A GUIDE TO LLC TAXES FOR SMALL BUSINESSES

By Tricia Joyce

 

Starting a small business can be an exciting, if sometimes stressful, journey. While finally being able to be your own boss is definitely a perk, running your own business isn’t always easy.
One of the greatest hurdles that entrepreneurs are often underequipped to deal with is taxation. How much should you be paying per year, and what are the forms and processes? In our previous post ‘Corporation Tax – A Guide for Small Businesses’, we discussed the ins and outs of corporation taxes and other basic information. Today, we’re going to look at the specifics of paying tax as a Limited Liability Company (LLC).

 

Benefits of an LLC

Why choose to register as an LLC? Well, most entrepreneurs might think that registering as a sole proprietorship might be enough, but there are certain advantages to LLCs. Generally, LLCs offer more flexibility and liability protections, without the complicated procedures and extra costs of other business models.
Another main draw of forming an LLC is that they’re taxed differently from S corporations. The two models are fairly similar in that they protect the owners from double taxation. However, LLCs offer more flexibility, and have less complicated procedures. S corporations are also required to file business tax returns, which are not required for single-owner LLCs.

 

How Are LLCs Taxed?

As a “pass-through entity,” LLCs have a tax system that sets them apart from corporations. Like sole proprietorships, the profits and losses of an LLC are coursed through business owners or members. These business owners report this information on their personal tax returns, rather than filing for a separate corporation and personal tax.

 

Single-member

According to the Internal Revenue Service, single-member LLCs are considered “disregarded entities.” This means the LLC’s activities must be filed as part of the owner’s federal tax return.

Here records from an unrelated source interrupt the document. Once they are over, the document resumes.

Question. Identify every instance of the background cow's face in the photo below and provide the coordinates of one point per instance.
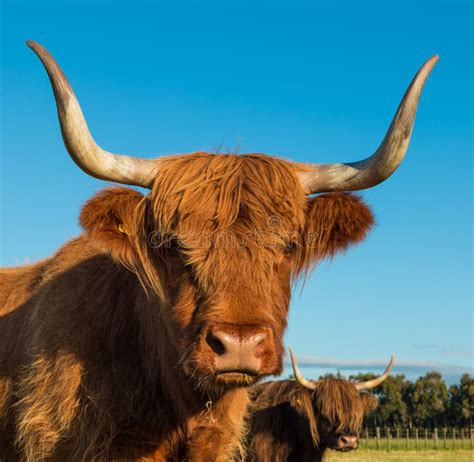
(339, 409)
(219, 239)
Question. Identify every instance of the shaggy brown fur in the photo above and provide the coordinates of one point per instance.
(291, 423)
(103, 351)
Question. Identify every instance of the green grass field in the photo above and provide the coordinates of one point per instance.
(361, 455)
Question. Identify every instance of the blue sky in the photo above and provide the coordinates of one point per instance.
(310, 81)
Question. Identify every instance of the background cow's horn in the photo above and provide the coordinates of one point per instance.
(378, 380)
(298, 375)
(378, 167)
(78, 140)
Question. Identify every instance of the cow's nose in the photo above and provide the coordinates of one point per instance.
(238, 348)
(347, 442)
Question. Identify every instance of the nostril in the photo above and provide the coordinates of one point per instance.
(215, 343)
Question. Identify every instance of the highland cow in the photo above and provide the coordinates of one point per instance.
(138, 339)
(298, 420)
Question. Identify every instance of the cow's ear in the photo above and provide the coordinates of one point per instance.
(111, 219)
(333, 222)
(369, 402)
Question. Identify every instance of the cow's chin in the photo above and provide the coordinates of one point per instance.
(216, 382)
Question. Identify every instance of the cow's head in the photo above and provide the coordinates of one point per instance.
(219, 237)
(335, 408)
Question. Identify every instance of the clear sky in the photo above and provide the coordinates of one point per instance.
(308, 81)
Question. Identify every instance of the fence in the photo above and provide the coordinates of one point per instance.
(392, 439)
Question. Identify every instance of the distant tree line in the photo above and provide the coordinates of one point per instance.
(428, 402)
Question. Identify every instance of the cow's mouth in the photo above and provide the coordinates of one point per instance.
(237, 377)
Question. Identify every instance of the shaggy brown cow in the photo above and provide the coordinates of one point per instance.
(136, 340)
(298, 420)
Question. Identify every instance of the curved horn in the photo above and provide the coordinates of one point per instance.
(378, 167)
(378, 380)
(299, 377)
(78, 140)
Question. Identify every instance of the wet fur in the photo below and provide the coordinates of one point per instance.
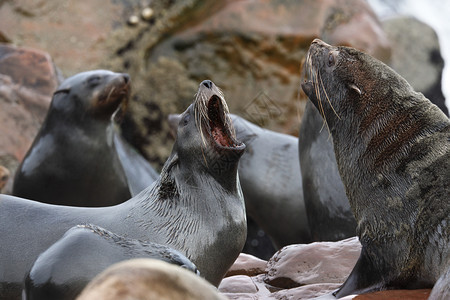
(192, 208)
(392, 147)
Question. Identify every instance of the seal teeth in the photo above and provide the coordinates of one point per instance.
(217, 123)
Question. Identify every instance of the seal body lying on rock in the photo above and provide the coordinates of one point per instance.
(148, 279)
(63, 270)
(195, 207)
(78, 158)
(392, 148)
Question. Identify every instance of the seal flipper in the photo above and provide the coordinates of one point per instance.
(365, 277)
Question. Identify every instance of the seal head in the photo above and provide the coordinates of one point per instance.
(219, 152)
(73, 159)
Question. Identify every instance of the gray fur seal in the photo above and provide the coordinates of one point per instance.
(330, 217)
(78, 158)
(392, 147)
(148, 279)
(195, 207)
(63, 270)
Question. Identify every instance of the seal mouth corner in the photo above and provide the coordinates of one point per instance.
(220, 127)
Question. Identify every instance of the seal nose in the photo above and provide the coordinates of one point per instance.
(207, 83)
(319, 42)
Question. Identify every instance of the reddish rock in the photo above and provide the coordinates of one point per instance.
(324, 262)
(396, 295)
(247, 264)
(238, 284)
(295, 272)
(309, 291)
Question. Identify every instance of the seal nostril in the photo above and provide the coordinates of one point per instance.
(207, 83)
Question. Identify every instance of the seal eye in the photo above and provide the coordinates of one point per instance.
(186, 119)
(331, 60)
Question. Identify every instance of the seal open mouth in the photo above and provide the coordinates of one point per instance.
(211, 117)
(219, 128)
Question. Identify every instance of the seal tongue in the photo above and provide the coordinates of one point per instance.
(217, 125)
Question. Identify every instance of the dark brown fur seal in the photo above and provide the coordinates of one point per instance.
(63, 270)
(78, 157)
(196, 206)
(392, 148)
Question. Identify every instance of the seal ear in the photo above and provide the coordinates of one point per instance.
(355, 88)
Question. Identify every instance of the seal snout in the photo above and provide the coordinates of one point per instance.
(319, 42)
(207, 83)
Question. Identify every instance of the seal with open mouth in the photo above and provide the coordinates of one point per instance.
(196, 206)
(271, 181)
(392, 147)
(78, 158)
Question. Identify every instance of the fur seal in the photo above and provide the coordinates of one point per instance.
(269, 173)
(78, 158)
(195, 207)
(330, 217)
(149, 279)
(392, 147)
(4, 176)
(63, 270)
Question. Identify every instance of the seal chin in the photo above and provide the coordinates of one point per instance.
(220, 127)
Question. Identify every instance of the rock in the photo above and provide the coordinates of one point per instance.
(395, 295)
(4, 176)
(306, 292)
(324, 262)
(247, 264)
(28, 79)
(148, 279)
(416, 56)
(239, 284)
(302, 271)
(253, 49)
(441, 289)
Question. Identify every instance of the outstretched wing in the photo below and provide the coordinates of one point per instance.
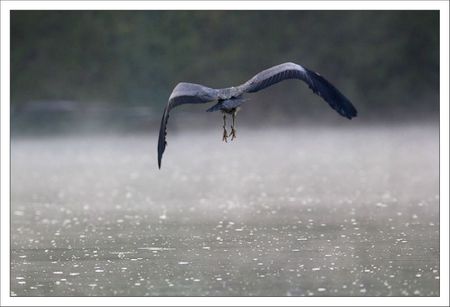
(316, 82)
(183, 93)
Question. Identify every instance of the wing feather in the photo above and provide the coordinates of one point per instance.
(183, 93)
(318, 84)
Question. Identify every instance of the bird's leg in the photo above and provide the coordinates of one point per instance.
(225, 134)
(233, 131)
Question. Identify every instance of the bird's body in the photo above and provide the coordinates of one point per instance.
(230, 99)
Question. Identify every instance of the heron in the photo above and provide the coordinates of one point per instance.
(229, 100)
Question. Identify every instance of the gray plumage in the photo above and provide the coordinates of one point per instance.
(228, 99)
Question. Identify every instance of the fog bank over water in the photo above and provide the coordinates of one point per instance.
(299, 210)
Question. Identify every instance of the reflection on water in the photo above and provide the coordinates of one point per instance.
(288, 212)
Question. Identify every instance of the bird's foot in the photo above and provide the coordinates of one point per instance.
(225, 135)
(233, 133)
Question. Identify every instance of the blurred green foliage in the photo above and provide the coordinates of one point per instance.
(379, 59)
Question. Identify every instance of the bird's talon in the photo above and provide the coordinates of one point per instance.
(233, 134)
(225, 136)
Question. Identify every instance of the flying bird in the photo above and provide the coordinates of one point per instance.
(230, 99)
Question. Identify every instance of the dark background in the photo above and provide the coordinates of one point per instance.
(117, 68)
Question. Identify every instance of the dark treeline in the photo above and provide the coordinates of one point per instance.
(382, 60)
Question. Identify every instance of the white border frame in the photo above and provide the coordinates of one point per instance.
(443, 6)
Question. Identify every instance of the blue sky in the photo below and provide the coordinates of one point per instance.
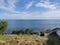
(29, 9)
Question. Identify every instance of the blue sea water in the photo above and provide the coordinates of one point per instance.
(33, 24)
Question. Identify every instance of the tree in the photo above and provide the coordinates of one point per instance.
(3, 26)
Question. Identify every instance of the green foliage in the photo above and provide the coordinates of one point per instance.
(28, 31)
(3, 26)
(15, 32)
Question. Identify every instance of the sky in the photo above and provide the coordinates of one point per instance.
(29, 9)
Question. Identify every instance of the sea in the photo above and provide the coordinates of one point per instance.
(37, 25)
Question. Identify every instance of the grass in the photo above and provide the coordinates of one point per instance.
(28, 40)
(22, 40)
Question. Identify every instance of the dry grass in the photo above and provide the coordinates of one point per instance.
(22, 40)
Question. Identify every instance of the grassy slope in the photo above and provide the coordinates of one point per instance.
(22, 40)
(28, 40)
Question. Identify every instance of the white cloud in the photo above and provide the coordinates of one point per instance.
(46, 4)
(53, 14)
(28, 5)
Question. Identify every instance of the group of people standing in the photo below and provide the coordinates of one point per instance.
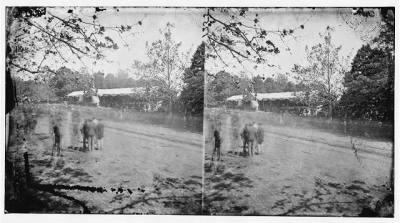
(92, 133)
(253, 138)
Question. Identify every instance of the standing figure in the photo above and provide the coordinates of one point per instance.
(260, 138)
(85, 133)
(245, 138)
(217, 145)
(57, 140)
(100, 134)
(252, 138)
(91, 134)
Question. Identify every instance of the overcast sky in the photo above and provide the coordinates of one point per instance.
(187, 29)
(315, 22)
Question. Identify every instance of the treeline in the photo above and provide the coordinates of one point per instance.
(222, 85)
(54, 87)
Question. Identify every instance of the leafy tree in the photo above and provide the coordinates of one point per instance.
(42, 33)
(98, 80)
(259, 84)
(221, 86)
(238, 31)
(166, 64)
(192, 94)
(323, 75)
(368, 87)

Single-member LLCs must use the Social Security Number (SSN) or Employer Identification Number (EIN) of the owner for reporting income tax. Generally, these activities will be reported through Form 1040 or 1040-SR.

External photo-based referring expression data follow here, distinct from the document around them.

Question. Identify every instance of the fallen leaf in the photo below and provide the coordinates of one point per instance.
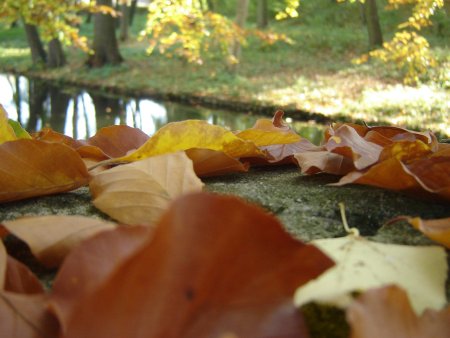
(19, 278)
(51, 136)
(176, 136)
(436, 229)
(118, 140)
(267, 132)
(312, 162)
(386, 312)
(347, 142)
(6, 131)
(18, 129)
(26, 316)
(138, 193)
(30, 168)
(362, 265)
(215, 266)
(51, 238)
(90, 264)
(214, 163)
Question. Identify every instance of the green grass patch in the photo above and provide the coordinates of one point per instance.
(316, 73)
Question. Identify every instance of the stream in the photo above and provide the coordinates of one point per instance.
(79, 114)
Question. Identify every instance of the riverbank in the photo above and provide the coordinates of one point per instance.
(313, 79)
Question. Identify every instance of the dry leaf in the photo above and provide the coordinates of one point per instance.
(436, 229)
(30, 168)
(176, 136)
(137, 193)
(215, 266)
(19, 278)
(90, 264)
(386, 312)
(214, 163)
(118, 140)
(6, 131)
(347, 142)
(26, 316)
(361, 265)
(51, 238)
(312, 162)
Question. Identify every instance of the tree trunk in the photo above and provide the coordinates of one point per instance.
(106, 50)
(373, 24)
(56, 57)
(132, 12)
(262, 14)
(38, 54)
(241, 17)
(124, 21)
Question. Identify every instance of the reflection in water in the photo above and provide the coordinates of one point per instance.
(79, 114)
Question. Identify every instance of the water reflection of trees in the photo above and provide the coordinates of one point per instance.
(79, 114)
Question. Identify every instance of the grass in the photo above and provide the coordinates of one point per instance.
(315, 74)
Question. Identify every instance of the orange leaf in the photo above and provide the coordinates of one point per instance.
(51, 238)
(215, 266)
(90, 264)
(118, 140)
(3, 264)
(139, 192)
(20, 279)
(312, 162)
(26, 316)
(30, 168)
(386, 312)
(436, 229)
(213, 163)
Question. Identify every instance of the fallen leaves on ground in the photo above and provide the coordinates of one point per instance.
(51, 238)
(214, 265)
(30, 168)
(386, 312)
(139, 192)
(362, 264)
(436, 229)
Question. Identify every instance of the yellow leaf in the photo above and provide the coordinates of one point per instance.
(361, 265)
(6, 131)
(139, 192)
(189, 134)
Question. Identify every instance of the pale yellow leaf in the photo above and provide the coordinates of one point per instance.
(51, 238)
(137, 193)
(361, 265)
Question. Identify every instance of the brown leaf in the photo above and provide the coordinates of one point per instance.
(436, 229)
(215, 266)
(30, 168)
(90, 264)
(26, 316)
(118, 140)
(51, 238)
(19, 279)
(213, 163)
(433, 174)
(386, 312)
(138, 193)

If the LLC is owned by a married couple in a community property state, and the couple continue to treat the entity as a disregarded entity for federal tax purposes, or as a partnership for federal tax purposes, then the LLC remains as reported. However, in non-community property states, the LLC must file as a partnership. It is important that you make sure to research what kind of rules for joint ownership of an LLC exist in your state.

 

Multi-member

If the LLC is owned by multiple members, such as a married couple as given in the example above, income tax is generally paid as a partnership. This means that individual partners will pay tax based on their lawful share of ownership in the LLC. This is called a distributive share, and is usually found in proportion to a member’s ownership percentage of the business.

The Balance has a small guide on paying taxes as an LLC. In brief, the partnership will file an information return on Form 1065. Each partner will then receive a Schedule K-1 showing the share of profits or losses in the LLC.

The Schedule K-1 information must then be transferred to Schedule E – Supplemental income. Each type of income, as broken down on your Schedule K-1, will be inputted in specific sections on the Schedule E. You can then include the income as reported in your Schedule E in the relevant sections of your Form 1040 or 1040-SR.

 

Is an LLC Right for You?

LLCs are favored for their adaptability and relatively simple procedures. However, if your multi-member LLC needs to retain a certain amount of profits, you may find it more beneficial to register as a corporation. In general, however, LLCs are great options for small business owners. Make sure to do extensive research on the tax laws in your state to ensure you’re choosing the right model for your business plan.